South East Wales Transport Commission recommended “fast-track” measures to ease traffic at the Brynglas tunnels.
These would help reduce the “ripple effect” of changes in speed which disrupt traffic, it said.
The 50mph limit between junctions 24 and 28 would apply all day.
In a progress report on its work, the commission conceded this would mean slower travel times for vehicles at off-peak times.
“It is worth noting the case for 50mph speed control goes beyond congestion alleviation. There are also good arguments from an emissions and road safety perspective – these apply to all parts of the day,” it said.
It also recommended providing “additional lane guidance” on the westbound approach to the tunnels and collapsible bollards to prevent late lane changes.
The report called for better traffic officer support, with formalised response time targets and a wider patrol area to cover the A48 and A4810 in Newport.
Why is traffic so bad at the Brynglas tunnels?
The commission looked at the M4 between junctions 23 and 29.
The report said: “Congestion worsens when vehicles travel at different speeds and frequently change lanes. This is particularly significant when approaching the Brynglas tunnels at peak times.
“We believe there are some traffic management measures that can help alleviate some of the problem.”
The report said the M4 near Newport was the fourth most congested stretch of urban motorway in the UK and ranked in the top 50 hotspots in Europe.
It found the motorway struggled to provide reliable travel for more than 3,000 to 4,000 vehicles per hour – at peak times, traffic approaching the tunnels was about 4,000 to 5,000 vehicles per hour.
The majority of journeys involved Cardiff, Newport and Bristol and data suggested there were more people living in Wales and working in England than the reverse, it said.

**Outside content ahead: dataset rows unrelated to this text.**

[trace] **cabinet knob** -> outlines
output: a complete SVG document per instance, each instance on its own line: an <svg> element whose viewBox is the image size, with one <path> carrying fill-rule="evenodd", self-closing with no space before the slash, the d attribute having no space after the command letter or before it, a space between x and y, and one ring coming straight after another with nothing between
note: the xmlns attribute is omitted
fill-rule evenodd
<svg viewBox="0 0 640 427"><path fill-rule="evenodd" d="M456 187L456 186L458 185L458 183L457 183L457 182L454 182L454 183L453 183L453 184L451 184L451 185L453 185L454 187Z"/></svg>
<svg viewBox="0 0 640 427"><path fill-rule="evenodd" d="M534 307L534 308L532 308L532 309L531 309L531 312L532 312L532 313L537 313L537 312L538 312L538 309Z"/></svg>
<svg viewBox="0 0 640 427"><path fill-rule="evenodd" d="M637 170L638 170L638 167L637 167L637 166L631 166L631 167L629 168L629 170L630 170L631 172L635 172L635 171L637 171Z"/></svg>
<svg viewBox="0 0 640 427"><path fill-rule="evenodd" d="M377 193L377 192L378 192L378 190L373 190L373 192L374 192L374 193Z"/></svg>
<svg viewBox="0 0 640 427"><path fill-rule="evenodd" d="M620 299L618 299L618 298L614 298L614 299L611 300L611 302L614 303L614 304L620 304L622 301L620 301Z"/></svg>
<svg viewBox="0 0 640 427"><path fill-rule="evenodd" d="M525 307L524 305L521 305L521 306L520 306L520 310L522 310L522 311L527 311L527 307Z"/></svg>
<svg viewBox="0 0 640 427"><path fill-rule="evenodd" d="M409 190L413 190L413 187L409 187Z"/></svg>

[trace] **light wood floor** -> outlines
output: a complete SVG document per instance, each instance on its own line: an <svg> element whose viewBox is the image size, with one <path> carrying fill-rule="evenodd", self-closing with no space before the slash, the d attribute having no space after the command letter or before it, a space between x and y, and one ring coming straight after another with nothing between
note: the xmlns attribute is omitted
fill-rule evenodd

Congestion was a symptom of broader issues, it added, “in particular the lack of viable or attractive alternative transport options”.
“Our initial analysis shows that for trips within the region, private car travel on the motorway is very often both quicker and cheaper than public transport, even accounting for congestion. This understandably prompts people to use their cars.”
What could happen in the long term?
The report said there was “merit” in improving alternative forms of transport for the most popular journeys.
The commission said its considerations would include:
- options for better cycle routes between Cardiff and Newport
- how to manage demand for different types of transport at different times, including charges that could provide funding for public transport
- ways to promote public transport to get people out of their cars, including better information, ticketing, and working with larger employers
- how to improve public transport to give more choice for journeys between Cardiff, Newport and Bristol.
The commission said it aimed to publish an interim report in the spring 2020 and a final report around the end of 2020.
What have business groups said?
CBI Wales director Ian Price said the report was disappointing and the recommendations would “do very little to help anyone”.
“Business keenly awaits the second part of the commission’s work. South Wales deserves a road fit for the future. The government must do more than just solve congestion – it must give the region room to grow,” he said.
Ben Francis, FSB Wales policy chairman, said it was crucial improvements were made “on this vital infrastructure corridor”.
“As the commission’s report recognises, road-based solutions are not the only answer to transport issues in south Wales… Providing reliable, good quality public transport through the South Wales Metro and other options will be as important for the overall transport issues in south Wales.”